‘La guerra que no hemos visto’

EL TEMA DE LA VIOLENCIA EN EL arte no es nuevo en Colombia.

Ya desde El Bogotazo, de la mano de pintores como Alipio Jaramillo y Enrique Grau, hay registros gráficos que permiten ahondar en la violencia partidista de los años cincuenta y sus 300.000 víctimas, la mayoría campesinos. Pintores reconocidos internacionalmente como el fallecido Alejandro Obregón, que nos legó el emblemático cuadro La violencia, con el que ganó el Premio Nacional de Pintura del XIV Salón de Artistas Colombianos, y los retratos de algunos de los actores emblemáticos del conflicto más reciente hechos por Fernando Botero, dan fe de lo difícil que es para los artistas abstraerse de la violencia como tema.
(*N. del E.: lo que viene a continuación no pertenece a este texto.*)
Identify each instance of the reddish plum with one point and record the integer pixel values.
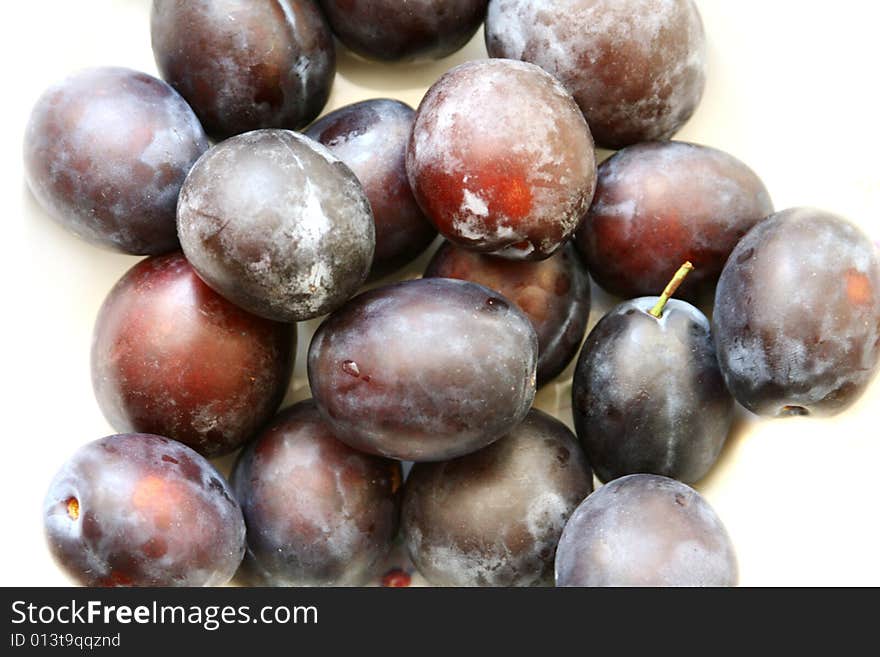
(637, 68)
(170, 356)
(318, 513)
(647, 394)
(501, 159)
(389, 30)
(797, 315)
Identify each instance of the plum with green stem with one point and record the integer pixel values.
(647, 394)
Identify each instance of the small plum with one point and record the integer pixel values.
(645, 530)
(637, 68)
(647, 393)
(143, 510)
(388, 30)
(318, 513)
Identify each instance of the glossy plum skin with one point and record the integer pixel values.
(637, 68)
(660, 204)
(797, 315)
(275, 223)
(143, 510)
(647, 393)
(647, 531)
(420, 29)
(245, 65)
(170, 356)
(371, 137)
(424, 370)
(531, 479)
(105, 153)
(496, 176)
(553, 293)
(318, 513)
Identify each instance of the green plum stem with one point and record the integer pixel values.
(677, 280)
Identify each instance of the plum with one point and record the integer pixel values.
(172, 357)
(424, 370)
(648, 395)
(645, 530)
(275, 223)
(531, 480)
(637, 68)
(318, 513)
(388, 30)
(797, 315)
(501, 159)
(371, 138)
(658, 204)
(143, 510)
(245, 64)
(553, 293)
(106, 152)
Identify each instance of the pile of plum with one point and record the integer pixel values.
(193, 348)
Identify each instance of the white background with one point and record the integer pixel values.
(792, 91)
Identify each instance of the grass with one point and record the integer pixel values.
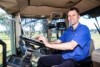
(6, 39)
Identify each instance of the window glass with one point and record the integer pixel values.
(5, 29)
(93, 25)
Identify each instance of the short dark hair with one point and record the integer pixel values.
(74, 8)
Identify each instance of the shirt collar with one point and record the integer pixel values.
(71, 28)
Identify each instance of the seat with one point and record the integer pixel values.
(87, 62)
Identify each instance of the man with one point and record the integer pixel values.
(75, 42)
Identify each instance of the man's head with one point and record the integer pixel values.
(73, 15)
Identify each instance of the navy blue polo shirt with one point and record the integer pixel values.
(82, 36)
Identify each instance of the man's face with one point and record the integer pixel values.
(73, 17)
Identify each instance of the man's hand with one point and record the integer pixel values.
(43, 39)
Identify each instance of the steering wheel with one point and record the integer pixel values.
(33, 41)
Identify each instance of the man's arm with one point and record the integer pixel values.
(62, 46)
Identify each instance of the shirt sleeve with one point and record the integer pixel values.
(82, 36)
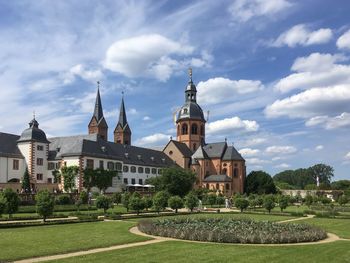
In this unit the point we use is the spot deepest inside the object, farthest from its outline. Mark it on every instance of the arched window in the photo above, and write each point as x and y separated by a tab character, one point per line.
235	172
184	128
194	129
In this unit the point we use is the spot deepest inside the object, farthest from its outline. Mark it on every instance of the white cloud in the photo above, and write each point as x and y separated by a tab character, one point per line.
249	152
312	102
157	139
228	124
150	55
330	123
301	35
282	166
280	149
343	41
316	70
319	147
244	10
217	90
80	71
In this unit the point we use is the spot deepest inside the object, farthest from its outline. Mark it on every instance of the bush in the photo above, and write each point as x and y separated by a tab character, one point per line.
241	204
175	202
232	230
64	200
Casi podría decirse que para todo fenómeno de violencia contemporánea existe una respuesta desde el arte (y no sólo a partir de la pintura). El arte comprometido con la revolución, las desigualdades y la denuncia; el arte que cuestiona al establecimiento y las fuerzas del orden desplegadas para contener la protesta; el arte que aborda el narcotráfico y sus secuelas; el arte que arremete contra el sinsentido de la violencia de la guerrilla y los paramilitares; el arte, en general, que abre espacios de reflexión frente al desplazamiento, las viudas y sus huérfanos, la desaparición, la ausencia, la sevicia, la repetición y el papel de los medios de comunicación, entre otros.

La lista es larga. De Débora Arango, Luis Ángel Rengifo, Carlos Granada, Norman Mejía y Pedro Alcántara, pasamos a Beatriz González, Óscar Muñoz, Doris Salcedo, Patricia Bravo, Johanna Calle, María Elvira Escallón y tantos más, que ya hay entre los críticos quienes se oponen a que a la violencia le siga un falso compromiso —uno estratégico— de parte del artista.

No parece que ese sea el caso de la exposición que por estos días inauguró el Museo de Arte Moderno bajo el sugestivo título de La guerra que no hemos visto. En total, 90 pinturas hechas por ex combatientes del Ejército y reinsertados de la guerrilla y el paramilitarismo bajo la supervisión del artista Juan Manuel Echavarría, quien acogió a los otrora victimarios en su taller y puso fin a los límites que encuentra la palabra frente a experiencias traumáticas. Historias de guerra, entonces, narradas por sus protagonistas y ya no tamizadas por el artista, muchas veces ajeno a lo vivido.

En el fondo de un verde intenso que nos recuerda que la violencia sigue siendo fundamentalmente rural, víctimas convertidas en victimarios, escenas explícitas de crueldad y tortura, vejaciones, cuerpos mutilados, gallinas y vacas sacrificadas, armas, cuchillos, machetes, palas, cementerios, entierros, iglesias, plegarias y sangre roja, muchas manchas de sangre roja, componen un registro inédito de la guerra que no hemos visto.

No hay un único mensaje que la exposición desee transmitir. Estamos ante una declaración formal de rechazo a la violencia que cada persona habrá de interpretar a su manera. Lo cierto es que en las pinturas, y junto a una agresividad casi genérica —sin color o idea política que la pueda justificar—, transcurre una vida apacible y bucólica. Es la propia banalización de la violencia, el testimonio de que ésta ha sido parte fundamental de la geografía, como ocurriera en el cuadro insignia de Obregón.

El reconocido artista Juan Manuel Echavarría explicó, para el caso de una exposición anterior, su interés en la estética para atraer y atrapar al espectador. “Una vez seducido, llega lo fuerte, la historia detrás”, sentenció. Podríamos agregar, en esta ocasión, que las escenas pintadas en acrílico ayudan a construir la memoria que se nutre de todas las historias. Quizás esta sea una buena oportunidad para ahondar en eso que los teóricos denominan memoria histórica.